Wakashio moored to tug as break-up risk grows

A helicopter hovers over the vessel MV Wakashio that ran aground and caused oil leakage near Blue Bay Marine Park in southeast Mauritius. Credit: DAREN MAUREE/L'Express Maurice/AFP via Getty Images

Grounded Capesize bulk carrier MV Wakashio was moored to a tug, amid growing risks the ship could split in two, owing to a widening crack inside its hull.

This was announced by the ship’s charterer, Japanese shipping group Mitsui OSK Lines (MOL), on 11 August 2020.

“Since this ship is unable to navigate by itself, it’s moored to a tug so that it will not drift even if it’s broken,” said MOL in a statement.

Wakashio ran aground on a reef on the southeastern side of Mauritius on 25 July 2020, close to the Point d’Esny Wetlands, the Ile aux Aigrettes Nature Reserve, the Blue Bay Marine Area, and the Mahebourg Fishing Reserves.

Mauritius Prime Minister Pravind Jugnauth, whose government has come under fire for its slow response to the ecological disaster, said in a broadcasted speech on 10 August that it was inevitable for Wakashio to break up.

“The salvage team has observed several cracks in the ship hull, which means that we’re facing a very serious situation. We should prepare for a worst-case scenario. It’s clear that at some point, the ship will fall apart,” said Jugnauth in the broadcast.
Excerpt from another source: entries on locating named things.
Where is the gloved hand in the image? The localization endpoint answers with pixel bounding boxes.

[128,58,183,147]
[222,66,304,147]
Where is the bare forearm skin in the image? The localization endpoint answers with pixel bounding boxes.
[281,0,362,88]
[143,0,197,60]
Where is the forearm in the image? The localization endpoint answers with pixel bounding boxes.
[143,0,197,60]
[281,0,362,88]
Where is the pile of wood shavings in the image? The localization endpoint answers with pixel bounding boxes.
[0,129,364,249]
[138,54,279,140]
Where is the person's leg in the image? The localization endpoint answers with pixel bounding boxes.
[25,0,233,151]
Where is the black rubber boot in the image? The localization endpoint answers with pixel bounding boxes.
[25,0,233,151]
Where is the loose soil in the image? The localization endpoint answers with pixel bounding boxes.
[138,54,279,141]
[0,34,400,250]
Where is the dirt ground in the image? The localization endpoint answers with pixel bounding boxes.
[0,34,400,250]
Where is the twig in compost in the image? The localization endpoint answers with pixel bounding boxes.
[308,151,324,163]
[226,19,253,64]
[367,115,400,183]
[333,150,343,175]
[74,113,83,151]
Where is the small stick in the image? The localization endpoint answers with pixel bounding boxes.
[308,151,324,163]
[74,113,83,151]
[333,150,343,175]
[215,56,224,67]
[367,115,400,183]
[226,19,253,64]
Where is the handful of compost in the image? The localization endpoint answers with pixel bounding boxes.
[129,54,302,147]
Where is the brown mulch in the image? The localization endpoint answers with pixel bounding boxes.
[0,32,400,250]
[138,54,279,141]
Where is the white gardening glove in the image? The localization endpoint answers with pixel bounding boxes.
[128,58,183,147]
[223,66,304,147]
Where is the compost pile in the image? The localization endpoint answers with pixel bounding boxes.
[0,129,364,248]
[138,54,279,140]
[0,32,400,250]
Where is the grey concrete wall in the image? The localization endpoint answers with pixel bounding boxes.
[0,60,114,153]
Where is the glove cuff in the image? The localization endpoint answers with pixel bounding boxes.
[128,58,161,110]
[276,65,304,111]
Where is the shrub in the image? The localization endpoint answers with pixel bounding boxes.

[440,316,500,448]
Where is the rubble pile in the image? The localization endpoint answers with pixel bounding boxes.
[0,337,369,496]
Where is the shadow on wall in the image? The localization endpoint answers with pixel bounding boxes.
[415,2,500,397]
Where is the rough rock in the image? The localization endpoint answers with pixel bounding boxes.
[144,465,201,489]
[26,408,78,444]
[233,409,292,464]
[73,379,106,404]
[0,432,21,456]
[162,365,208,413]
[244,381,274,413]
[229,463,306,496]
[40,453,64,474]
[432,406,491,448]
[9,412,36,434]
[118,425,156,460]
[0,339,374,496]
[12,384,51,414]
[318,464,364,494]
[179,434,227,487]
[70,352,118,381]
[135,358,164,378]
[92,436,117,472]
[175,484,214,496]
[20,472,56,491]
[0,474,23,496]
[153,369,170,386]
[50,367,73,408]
The 2007-built 203,000 dwt Wakashio was ballasting from Singapore to Tubarão, Brazil, and was carrying about 4,000 tonnes of fuel oil, comprising 3,800 tonnes of very-low-sulphur fuel oil (VLSFO) and 200 tonnes of marine diesel oil (MDO).

MOL said that as of 11 August, about 1,020 tonnes of VLSFO on board had been pumped out and transferred onto small tankers.

About 1,180 tonnes of VLSFO had leaked out from the ship’s fuel tank. Of the leaked quantity, an estimated 1,000 tonnes has leaked outside of the vessel, and 460 tonnes has been manually recovered from sea and coast.

About 1,600 tonnes of VLSFO and 200 tonnes of MDO remain on the ship, and transfer work will continue. Local residents have also placed makeshift oil booms, fashioned from household products, around the stricken Wakashio.

MOL has dispatched six members from its company, who have tested negative for COVID-19, to the site on 11 August for the purpose of co-operating with the authorities, collecting information, preventing the spread of oil pollution, and supporting oil spill recovery. “We will continue to consider additional dispatch of personnel and transportation of supplies,” said MOL in a statement.

MOL added that it has been in constant touch with the Japanese shipowner Nagashiki Shipping since it was first informed of the incident on the island of Mauritius.

A team of professional oil responders and salvors, led by SMIT International, which has been contracted by Nagashiki Shipping, has been on site for some days.

“MOL is doing everything possible to support the efforts of owner and manager, Nagashiki Shipping and its appointed teams, in mitigating the effects of the spill. MOL deplores any incident of oil pollution and continues to offer support to all involved in the response,” said MOL in a statement.

About 500 tonnes has been salvaged from the ship, but rough seas have hampered the operations. “Due to the bad weather and constant pounding over the past few days, the starboard-side bunker tank of the vessel was breached [on 6 July 2020] and an amount of fuel oil has escaped into the sea,” Nagashiki Shipping said in a statement on 7 August.